Bediüzzaman gazete lisânıyla Abdülhamid’e sesleniyor
Bediüzzaman’ın bir diğer değerlendirmesi de: “Daire-i İslâm’ın merkezi ve râbıtası olan nokta-i hilâfeti elinden kaçırmamak fikriyle ve sâbık Sultan merhûm Abdülhamid Han Hazretleri sâbık içtimâî kusûratını derk ile nedâmet ederek kabûl-ü nasihate isti’dâd kesbetmiş zannıyla ve “Aslâh tarik musalâhadır” 5 mülâhazasıyla, şimdiki en çok ağraz ve infiâlâta mebde ve tohum olan bu vukû’â gelen şiddet sûretini dahâ ahsen sûrette düşündüğümden, merhûm Sultan-ı sâbıka (Sultan Abdülhamid’e) ceride lisânıyla söyledim ki: Münhasif Yıldızı darülfünûn et, tâ Süreyya kadar âli olsun. Ve oraya seyyâhlar, zebânîler yerine ehl-i hakîkat melâike-i rahmeti yerleştir, tâ Cennet gibi olsun. Ve Yıldız’daki milletin sana hediye ettiği servetini, milletin baş hastalığı olan cehaletini tedâvî için büyük dînî darülfünûnlara sarf ile millete iâde et. Ve milletin mürüvvet ve muhabbetine i’timâd et. Zirâ’, senin şâhâne idârene millet mütekeffildir.
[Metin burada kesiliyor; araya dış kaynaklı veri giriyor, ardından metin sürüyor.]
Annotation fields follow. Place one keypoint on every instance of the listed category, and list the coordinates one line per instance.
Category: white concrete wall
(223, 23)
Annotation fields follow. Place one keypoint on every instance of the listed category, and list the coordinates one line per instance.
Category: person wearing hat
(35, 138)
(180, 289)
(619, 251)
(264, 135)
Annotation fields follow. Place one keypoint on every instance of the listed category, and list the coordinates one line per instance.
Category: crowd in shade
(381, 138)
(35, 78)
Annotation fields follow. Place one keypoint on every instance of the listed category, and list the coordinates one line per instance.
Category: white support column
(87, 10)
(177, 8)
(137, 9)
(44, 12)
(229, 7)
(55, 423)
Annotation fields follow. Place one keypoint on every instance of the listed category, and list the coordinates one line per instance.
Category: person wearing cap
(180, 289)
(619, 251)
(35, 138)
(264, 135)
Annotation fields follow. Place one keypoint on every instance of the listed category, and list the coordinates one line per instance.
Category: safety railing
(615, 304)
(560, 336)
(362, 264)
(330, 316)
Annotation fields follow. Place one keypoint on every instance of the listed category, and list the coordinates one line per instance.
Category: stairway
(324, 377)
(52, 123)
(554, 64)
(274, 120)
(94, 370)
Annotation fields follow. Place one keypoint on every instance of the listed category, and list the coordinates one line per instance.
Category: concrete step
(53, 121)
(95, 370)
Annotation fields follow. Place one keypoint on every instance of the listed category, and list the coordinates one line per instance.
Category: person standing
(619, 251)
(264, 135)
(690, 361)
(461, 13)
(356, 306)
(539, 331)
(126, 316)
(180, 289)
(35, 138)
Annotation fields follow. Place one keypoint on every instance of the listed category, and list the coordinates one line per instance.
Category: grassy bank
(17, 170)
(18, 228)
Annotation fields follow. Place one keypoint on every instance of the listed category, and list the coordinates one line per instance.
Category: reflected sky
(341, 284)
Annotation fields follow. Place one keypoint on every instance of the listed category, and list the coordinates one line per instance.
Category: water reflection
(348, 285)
Bu ömürden sonra sırf âhireti düşünmek lâzım. Dünya seni terk etmeden evvel sen dünyayı terk et. Zekâtü’l-ömrü ömr-ü sâni yolunda sarf eyle. Şimdi muvâzene edelim: Yıldız eğlence yeri olmalı veya darülfünûn olmalı? Ve içinde seyyâhlar gezmeli veya ulemâ tedrîs etmeli? Ve gasp edilmiş olmalı veyahut hediye edilmiş olmalı? Hangisi dahâ iyidir? İnsaf sahipleri hükmetsin.” 6 Burada da ifade edildiği üzere Bediüzzaman, Abdülhamid Han’a yol gösteriyor, onun içtimâî kusurunu derk edip, nasihatı kabul edebilir ümidiyle gazete lisânıyla telkinatlarda bulunduğunu ifade ediyor. Yeni yönetim şekli olan meşrûti idare sonrası çıkış reçetesi mesabesinde olan önemli tavsiyelerde bulunuyor. Yıldız Sarayı’nı din ve fen ilimleri okutulan bir üniversiteye çevrilmesi konusundaki ısrarını bu defa gazete yazılarıyla ona ulaştırmak istiyor. Milletin asıl hastalığı olan cehaletin ancak bu şekilde izale olunacağını, milletin kalb hastalığının dinî zafiyet olduğunu ve bunun tedavi edilerek ancak kurtulabileceğini anlatıyor. Böylece hem Şark’ın, hem de İstanbul ve Anadolu’nun ihya olabileceğini karşılıklı müsbet ve menfî muvazenelerle ifade ediyor.
Dipnotlar:
1- Eski Saîd Dönemi Eserleri (Divan-ı Harbi Örfi), 2013, s. 117. 2- Eski Saîd Dönemi Eserleri (Divan-ı Harbi Örfi), 2009, s. 136. 3- Eski Saîd Dönemi Eserleri Münâzarât), 2009, s. 289. 4- Eski Saîd Dönemi Eserleri (Divan-ı Harbi Örfi), 2009, s. 144. 5- En güzel yol barıştır. 6- Eski Saîd Dönemi Eserleri (Divan-ı Harbi örfi), 2009, s. 134-135.